Legendäres Ensemble Mummenschanz aus der Schweiz im Theater
90 Minuten lang ist es ganz still

Gütersloh (WB). Der Blick auf den Tourneeplan ist eindrucksvoll: Miami, Los Angeles, Bologna, München, Monaco. Und zum Jahresende 2019 Gütersloh. Mummenschanz aus der Schweiz kommt viel herum in der Welt; umso erstaunlicher und erfreulicher, dass es Christian Schäfer, dem künstlerischen Leiter des Theaters, gelungen ist, diese legendäre Truppe in die Stadt zu holen, und das auch noch am Silvestertag.

Freitag, 03.01.2020, 08:30 Uhr aktualisiert: 03.01.2020, 08:50 Uhr
Hoppla, gleich ist der Bühnenrand erreicht: Beim Auftritt der Gruppe Mummenschanz im Theater passiert eine Menge. Die riesige Kugel kann übrigens auch ein Gesicht ziehen. Foto: Stefan Lind

„Legendär“ ist in diesem Fall keine Übertreibung, denn Mummenschanz gibt es schon seit 1972, und von Anfang an hat dessen ebenso stille wie poetische Art die Zuschauer fasziniert. Einem breiten Publikum hat sich das Ensemble auf zahlreichen Gastspielreisen vorgestellt – und direkt in der ersten Staffel der Muppet-Show. Gastgeber Kermit der Frosch muss die übliche Gesprächsrunde mit den Gästen ausfallen lassen, weil sie einfach nicht reden wollen. Er bekommt nur fröhlich ein paar Seifenblasen ins Gesicht gepustet.

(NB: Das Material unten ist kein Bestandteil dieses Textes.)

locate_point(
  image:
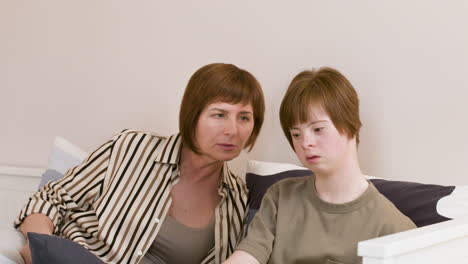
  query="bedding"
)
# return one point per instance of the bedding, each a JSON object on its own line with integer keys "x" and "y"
{"x": 46, "y": 249}
{"x": 63, "y": 156}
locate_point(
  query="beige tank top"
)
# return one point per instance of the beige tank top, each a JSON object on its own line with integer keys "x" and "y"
{"x": 177, "y": 243}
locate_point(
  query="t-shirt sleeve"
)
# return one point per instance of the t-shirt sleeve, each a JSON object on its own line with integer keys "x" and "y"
{"x": 262, "y": 230}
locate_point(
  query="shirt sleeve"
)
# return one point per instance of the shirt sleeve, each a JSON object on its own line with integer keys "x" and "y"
{"x": 77, "y": 190}
{"x": 396, "y": 222}
{"x": 262, "y": 230}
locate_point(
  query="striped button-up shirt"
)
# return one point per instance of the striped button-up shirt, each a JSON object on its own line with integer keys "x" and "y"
{"x": 115, "y": 202}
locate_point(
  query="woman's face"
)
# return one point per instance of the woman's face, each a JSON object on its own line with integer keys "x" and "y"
{"x": 223, "y": 129}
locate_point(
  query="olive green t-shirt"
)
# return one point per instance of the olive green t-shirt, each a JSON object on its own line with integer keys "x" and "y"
{"x": 293, "y": 225}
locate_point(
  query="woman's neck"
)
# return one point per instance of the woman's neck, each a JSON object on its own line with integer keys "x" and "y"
{"x": 198, "y": 169}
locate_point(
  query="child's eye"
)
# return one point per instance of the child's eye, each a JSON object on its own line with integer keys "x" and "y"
{"x": 318, "y": 129}
{"x": 295, "y": 135}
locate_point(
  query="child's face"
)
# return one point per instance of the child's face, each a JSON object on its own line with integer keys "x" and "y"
{"x": 318, "y": 145}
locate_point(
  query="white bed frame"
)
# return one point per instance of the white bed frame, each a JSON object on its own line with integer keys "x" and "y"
{"x": 16, "y": 185}
{"x": 446, "y": 242}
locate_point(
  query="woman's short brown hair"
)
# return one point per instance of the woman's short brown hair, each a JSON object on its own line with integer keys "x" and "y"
{"x": 219, "y": 82}
{"x": 330, "y": 89}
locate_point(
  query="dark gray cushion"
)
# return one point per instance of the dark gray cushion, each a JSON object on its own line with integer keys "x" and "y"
{"x": 47, "y": 249}
{"x": 418, "y": 201}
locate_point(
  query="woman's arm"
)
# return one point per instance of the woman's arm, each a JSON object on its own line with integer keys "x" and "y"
{"x": 241, "y": 257}
{"x": 37, "y": 223}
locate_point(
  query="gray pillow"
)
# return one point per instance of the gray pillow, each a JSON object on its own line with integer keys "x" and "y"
{"x": 47, "y": 249}
{"x": 49, "y": 175}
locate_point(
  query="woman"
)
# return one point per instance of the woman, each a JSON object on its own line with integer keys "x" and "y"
{"x": 321, "y": 218}
{"x": 144, "y": 198}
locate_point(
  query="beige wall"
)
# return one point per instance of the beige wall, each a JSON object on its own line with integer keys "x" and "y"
{"x": 87, "y": 69}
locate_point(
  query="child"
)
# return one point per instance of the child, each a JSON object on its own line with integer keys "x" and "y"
{"x": 320, "y": 219}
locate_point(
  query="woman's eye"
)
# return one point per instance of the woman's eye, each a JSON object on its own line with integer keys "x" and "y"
{"x": 245, "y": 118}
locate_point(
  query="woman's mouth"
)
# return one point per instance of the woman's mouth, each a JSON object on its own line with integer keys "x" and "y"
{"x": 312, "y": 158}
{"x": 227, "y": 147}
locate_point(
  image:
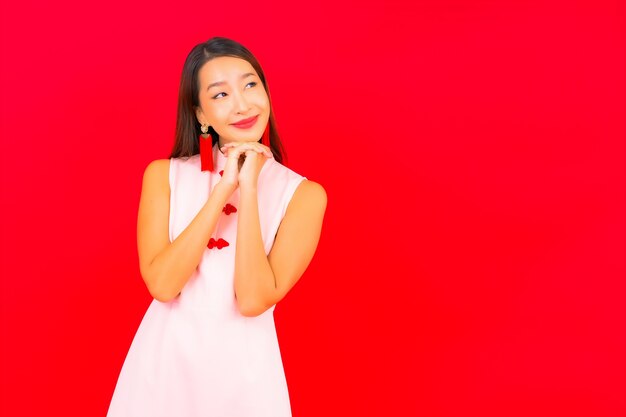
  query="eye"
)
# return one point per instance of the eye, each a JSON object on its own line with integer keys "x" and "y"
{"x": 216, "y": 96}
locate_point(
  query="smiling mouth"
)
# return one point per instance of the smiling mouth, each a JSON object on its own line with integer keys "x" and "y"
{"x": 246, "y": 121}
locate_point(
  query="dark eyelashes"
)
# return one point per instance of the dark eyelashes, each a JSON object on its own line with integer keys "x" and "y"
{"x": 215, "y": 96}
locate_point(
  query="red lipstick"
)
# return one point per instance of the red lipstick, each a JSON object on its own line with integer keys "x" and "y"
{"x": 246, "y": 123}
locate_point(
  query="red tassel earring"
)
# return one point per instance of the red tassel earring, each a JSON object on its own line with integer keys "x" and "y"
{"x": 206, "y": 149}
{"x": 266, "y": 136}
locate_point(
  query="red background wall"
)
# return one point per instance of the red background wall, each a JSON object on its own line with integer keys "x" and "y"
{"x": 472, "y": 256}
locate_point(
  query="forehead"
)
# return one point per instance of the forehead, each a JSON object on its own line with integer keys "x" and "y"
{"x": 224, "y": 68}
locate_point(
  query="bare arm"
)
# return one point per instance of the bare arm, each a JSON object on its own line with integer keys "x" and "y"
{"x": 261, "y": 281}
{"x": 166, "y": 267}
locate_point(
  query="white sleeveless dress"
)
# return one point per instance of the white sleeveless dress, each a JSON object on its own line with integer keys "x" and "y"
{"x": 197, "y": 356}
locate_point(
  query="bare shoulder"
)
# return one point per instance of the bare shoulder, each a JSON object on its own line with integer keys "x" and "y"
{"x": 310, "y": 193}
{"x": 156, "y": 174}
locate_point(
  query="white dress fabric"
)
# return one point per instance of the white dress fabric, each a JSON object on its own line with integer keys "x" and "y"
{"x": 197, "y": 356}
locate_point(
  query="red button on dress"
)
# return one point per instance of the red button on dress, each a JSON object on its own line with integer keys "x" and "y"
{"x": 229, "y": 208}
{"x": 219, "y": 243}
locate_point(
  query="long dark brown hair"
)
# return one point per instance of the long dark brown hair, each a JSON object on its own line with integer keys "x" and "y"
{"x": 187, "y": 126}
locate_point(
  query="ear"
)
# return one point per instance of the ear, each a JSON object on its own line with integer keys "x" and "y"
{"x": 199, "y": 114}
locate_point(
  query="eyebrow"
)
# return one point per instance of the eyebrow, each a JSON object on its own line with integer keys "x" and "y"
{"x": 247, "y": 74}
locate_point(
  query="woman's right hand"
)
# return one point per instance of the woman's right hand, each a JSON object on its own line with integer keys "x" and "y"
{"x": 230, "y": 175}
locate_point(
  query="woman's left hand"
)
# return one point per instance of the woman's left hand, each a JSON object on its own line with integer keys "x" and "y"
{"x": 256, "y": 154}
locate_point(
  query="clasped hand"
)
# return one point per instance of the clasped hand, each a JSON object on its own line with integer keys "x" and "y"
{"x": 245, "y": 174}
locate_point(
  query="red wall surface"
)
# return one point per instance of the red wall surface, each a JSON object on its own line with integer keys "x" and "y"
{"x": 472, "y": 260}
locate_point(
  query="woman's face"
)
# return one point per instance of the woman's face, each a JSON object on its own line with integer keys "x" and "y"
{"x": 231, "y": 91}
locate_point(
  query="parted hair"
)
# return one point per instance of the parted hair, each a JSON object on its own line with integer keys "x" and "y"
{"x": 187, "y": 126}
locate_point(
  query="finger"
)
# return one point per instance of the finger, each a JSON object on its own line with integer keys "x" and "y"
{"x": 255, "y": 146}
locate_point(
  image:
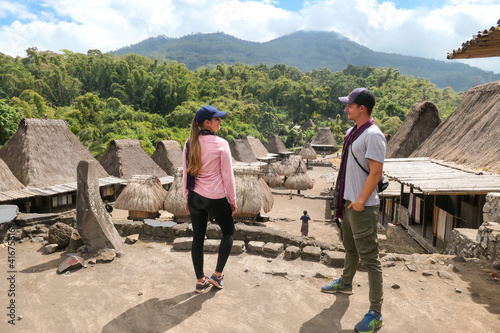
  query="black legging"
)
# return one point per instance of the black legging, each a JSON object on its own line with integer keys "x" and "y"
{"x": 199, "y": 208}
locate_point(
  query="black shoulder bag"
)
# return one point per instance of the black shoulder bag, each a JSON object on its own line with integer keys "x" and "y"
{"x": 382, "y": 183}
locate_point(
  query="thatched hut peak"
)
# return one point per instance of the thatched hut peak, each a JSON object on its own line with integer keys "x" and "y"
{"x": 126, "y": 157}
{"x": 421, "y": 121}
{"x": 143, "y": 197}
{"x": 168, "y": 155}
{"x": 471, "y": 134}
{"x": 44, "y": 152}
{"x": 275, "y": 145}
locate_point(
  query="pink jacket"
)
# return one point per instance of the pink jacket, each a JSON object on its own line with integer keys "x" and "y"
{"x": 216, "y": 178}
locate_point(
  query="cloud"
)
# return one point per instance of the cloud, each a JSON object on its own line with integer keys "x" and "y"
{"x": 110, "y": 24}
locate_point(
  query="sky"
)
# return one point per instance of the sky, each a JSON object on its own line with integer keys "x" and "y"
{"x": 424, "y": 28}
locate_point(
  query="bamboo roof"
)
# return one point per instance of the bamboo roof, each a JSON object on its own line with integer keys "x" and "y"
{"x": 483, "y": 45}
{"x": 168, "y": 155}
{"x": 433, "y": 177}
{"x": 125, "y": 158}
{"x": 143, "y": 193}
{"x": 44, "y": 152}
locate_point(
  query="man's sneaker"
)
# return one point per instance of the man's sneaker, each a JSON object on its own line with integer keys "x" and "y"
{"x": 201, "y": 287}
{"x": 370, "y": 322}
{"x": 337, "y": 287}
{"x": 217, "y": 281}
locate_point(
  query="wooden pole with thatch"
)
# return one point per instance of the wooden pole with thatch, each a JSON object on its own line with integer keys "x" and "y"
{"x": 299, "y": 180}
{"x": 174, "y": 201}
{"x": 143, "y": 197}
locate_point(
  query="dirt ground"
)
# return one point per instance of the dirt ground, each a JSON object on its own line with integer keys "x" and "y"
{"x": 150, "y": 288}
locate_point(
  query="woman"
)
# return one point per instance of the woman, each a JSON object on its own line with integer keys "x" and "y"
{"x": 208, "y": 178}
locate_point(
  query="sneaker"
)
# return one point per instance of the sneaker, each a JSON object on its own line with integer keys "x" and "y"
{"x": 200, "y": 287}
{"x": 216, "y": 281}
{"x": 337, "y": 287}
{"x": 370, "y": 322}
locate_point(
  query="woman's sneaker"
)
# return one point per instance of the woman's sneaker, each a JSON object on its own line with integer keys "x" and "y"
{"x": 217, "y": 281}
{"x": 337, "y": 287}
{"x": 370, "y": 322}
{"x": 201, "y": 287}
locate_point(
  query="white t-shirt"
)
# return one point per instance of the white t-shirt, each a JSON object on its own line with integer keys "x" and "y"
{"x": 371, "y": 144}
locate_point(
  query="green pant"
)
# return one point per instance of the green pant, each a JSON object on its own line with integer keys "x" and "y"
{"x": 359, "y": 237}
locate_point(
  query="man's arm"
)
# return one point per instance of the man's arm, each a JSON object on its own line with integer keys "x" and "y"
{"x": 370, "y": 184}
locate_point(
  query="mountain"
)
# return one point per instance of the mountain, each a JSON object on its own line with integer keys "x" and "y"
{"x": 306, "y": 50}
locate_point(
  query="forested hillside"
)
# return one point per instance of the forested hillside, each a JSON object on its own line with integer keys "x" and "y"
{"x": 105, "y": 97}
{"x": 306, "y": 50}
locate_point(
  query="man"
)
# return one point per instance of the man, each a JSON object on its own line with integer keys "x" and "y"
{"x": 358, "y": 203}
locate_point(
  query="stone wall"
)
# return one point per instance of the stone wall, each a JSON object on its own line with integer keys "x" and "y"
{"x": 483, "y": 243}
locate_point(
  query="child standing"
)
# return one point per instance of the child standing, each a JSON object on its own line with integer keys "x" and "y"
{"x": 305, "y": 223}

Das Konzept von Mummenschanz ist ebenso einfach wie effektiv. Es braucht nur kompetente Darsteller, ein paar Requisiten und natürlich kreative Ideen, aber Sprache und Musik zum Beispiel sind gar nicht notwendig. Das funktioniert auf Anhieb, und das funktioniert auch in Gütersloh ganz ausgezeichnet vor einem ausverkauften Saal.

„Es lärmt schon genug”

Es ist, die Pause abgerechnet, eineinhalb Stunden ganz still im Theater; angenehm still, bevor die allgemeine Silvesterknallerei beginnt. Christian Schäfer findet in seiner Begrüßung noch einen anderen Bezug: „Es lärmt schon genug in der Weltpolitik und in den sozialen Medien.“ Deshalb sei es doch schön, das Programm für das Jahr 2019 bewusst ganz still zu beenden.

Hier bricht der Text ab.